Through advances in diagnostic screening, The Siteman Cancer Center at Barnes-Jewish Hospital and Washington University School of Medicine is now offering pancreatic cancer screening for people at high risk for the disease.
This screening program is important because the people who can get cured of pancreatic cancer are those in whom it’s found early and surgery is successful at removing the entire tumor,” says Washington University gastroenterologist Dayna S. Early, MD.
The screening program involves two tests: endoscopic ultrasound and magnetic resonance cholangiopancreatography (MRCP), an MRI alternative to visualize the pancreas, biliary tract and pancreatic ducts. Screening is encouraged for patients at high risk for pancreatic cancer and is not recommended for the general population.
“If we find abnormalities that we are concerned could be pre-cancerous, we then refer them to surgeons or medical oncologists,” Early says. “We also offer genetic counseling to all individuals who come into the program.”

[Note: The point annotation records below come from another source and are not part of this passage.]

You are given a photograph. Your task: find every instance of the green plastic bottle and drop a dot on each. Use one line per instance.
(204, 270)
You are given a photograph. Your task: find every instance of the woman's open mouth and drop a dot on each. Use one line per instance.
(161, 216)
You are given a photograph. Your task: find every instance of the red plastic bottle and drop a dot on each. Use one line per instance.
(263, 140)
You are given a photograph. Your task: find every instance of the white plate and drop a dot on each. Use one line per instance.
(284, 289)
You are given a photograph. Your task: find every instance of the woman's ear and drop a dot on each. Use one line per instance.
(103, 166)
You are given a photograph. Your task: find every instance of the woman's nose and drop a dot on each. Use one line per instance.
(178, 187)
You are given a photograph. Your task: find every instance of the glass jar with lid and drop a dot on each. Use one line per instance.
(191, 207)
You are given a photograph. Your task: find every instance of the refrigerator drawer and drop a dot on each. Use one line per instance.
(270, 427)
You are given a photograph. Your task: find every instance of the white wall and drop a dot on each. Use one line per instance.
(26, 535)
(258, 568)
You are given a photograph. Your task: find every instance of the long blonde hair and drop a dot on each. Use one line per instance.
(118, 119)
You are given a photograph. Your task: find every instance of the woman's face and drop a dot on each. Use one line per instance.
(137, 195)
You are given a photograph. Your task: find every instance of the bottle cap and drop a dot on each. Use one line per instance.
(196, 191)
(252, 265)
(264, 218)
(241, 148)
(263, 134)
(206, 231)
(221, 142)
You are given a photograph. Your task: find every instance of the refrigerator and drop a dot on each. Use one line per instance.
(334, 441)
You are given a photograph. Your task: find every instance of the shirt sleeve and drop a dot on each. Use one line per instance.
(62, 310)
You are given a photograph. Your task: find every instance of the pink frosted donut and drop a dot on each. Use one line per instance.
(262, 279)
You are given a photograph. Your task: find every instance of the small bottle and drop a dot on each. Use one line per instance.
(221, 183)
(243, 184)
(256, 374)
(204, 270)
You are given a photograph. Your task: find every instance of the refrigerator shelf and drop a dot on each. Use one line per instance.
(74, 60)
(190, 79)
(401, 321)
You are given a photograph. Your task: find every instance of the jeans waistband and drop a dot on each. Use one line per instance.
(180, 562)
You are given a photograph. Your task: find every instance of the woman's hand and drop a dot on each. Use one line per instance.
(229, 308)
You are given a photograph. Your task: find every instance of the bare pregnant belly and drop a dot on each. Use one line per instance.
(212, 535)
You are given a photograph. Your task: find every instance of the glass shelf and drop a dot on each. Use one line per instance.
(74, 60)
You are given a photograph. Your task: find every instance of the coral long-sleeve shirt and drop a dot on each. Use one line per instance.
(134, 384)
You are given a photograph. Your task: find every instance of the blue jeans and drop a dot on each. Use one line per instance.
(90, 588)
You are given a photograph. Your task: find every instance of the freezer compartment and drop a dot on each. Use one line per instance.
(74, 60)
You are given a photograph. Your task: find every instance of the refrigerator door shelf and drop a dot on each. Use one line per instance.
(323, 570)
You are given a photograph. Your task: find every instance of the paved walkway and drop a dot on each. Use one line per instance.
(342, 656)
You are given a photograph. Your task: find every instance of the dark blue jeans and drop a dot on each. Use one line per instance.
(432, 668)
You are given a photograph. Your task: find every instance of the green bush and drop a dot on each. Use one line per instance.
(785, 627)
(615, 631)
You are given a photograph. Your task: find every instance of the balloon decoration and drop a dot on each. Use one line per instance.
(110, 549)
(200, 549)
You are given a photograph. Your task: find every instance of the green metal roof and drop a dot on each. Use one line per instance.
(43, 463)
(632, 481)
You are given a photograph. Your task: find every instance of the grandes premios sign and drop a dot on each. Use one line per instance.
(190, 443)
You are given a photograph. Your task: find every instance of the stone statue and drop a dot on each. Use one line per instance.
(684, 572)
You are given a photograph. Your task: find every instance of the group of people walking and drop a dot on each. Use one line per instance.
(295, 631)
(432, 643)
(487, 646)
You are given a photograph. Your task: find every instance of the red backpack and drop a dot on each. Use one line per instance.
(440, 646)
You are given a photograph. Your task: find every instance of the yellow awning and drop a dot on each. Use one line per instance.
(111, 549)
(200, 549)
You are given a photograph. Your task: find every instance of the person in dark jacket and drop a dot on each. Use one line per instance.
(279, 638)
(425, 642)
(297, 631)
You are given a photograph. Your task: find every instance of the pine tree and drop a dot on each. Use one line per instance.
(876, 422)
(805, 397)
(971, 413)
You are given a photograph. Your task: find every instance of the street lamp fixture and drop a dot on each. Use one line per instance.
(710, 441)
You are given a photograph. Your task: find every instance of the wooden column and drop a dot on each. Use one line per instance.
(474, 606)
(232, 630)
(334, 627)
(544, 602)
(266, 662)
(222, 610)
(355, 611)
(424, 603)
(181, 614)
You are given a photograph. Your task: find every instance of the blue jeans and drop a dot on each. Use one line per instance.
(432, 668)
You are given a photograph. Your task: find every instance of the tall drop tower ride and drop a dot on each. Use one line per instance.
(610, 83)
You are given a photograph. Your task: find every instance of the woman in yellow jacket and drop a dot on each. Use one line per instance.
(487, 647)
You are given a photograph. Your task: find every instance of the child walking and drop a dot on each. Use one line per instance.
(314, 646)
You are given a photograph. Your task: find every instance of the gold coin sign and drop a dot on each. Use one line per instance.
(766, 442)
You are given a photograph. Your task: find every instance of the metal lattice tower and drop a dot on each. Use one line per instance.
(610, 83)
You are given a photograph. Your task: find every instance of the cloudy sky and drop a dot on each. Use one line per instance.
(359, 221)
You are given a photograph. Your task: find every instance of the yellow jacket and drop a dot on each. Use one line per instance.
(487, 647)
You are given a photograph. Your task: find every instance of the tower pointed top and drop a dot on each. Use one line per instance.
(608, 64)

For those patients who are candidates for surgery, procedures such as the Whipple procedure have improved survival rates greatly over the past few years. For example, David C. Linehan, MD, and other Washington University physicians published in the August 2008 Annals of Surgery results of a clinical study finding patients who undergo the Whipple procedure in conjunction with other treatments showed improved outcomes.
Mortality for the procedure has gone from 15 percent 25 years ago to about 1 percent today if done at a high-volume center such as The Siteman Cancer Center, where approximately 110 surgeries are performed annually. Still, early diagnosis of pancreatic cancer remains key, and that’s why screening high-risk patients should prove beneficial.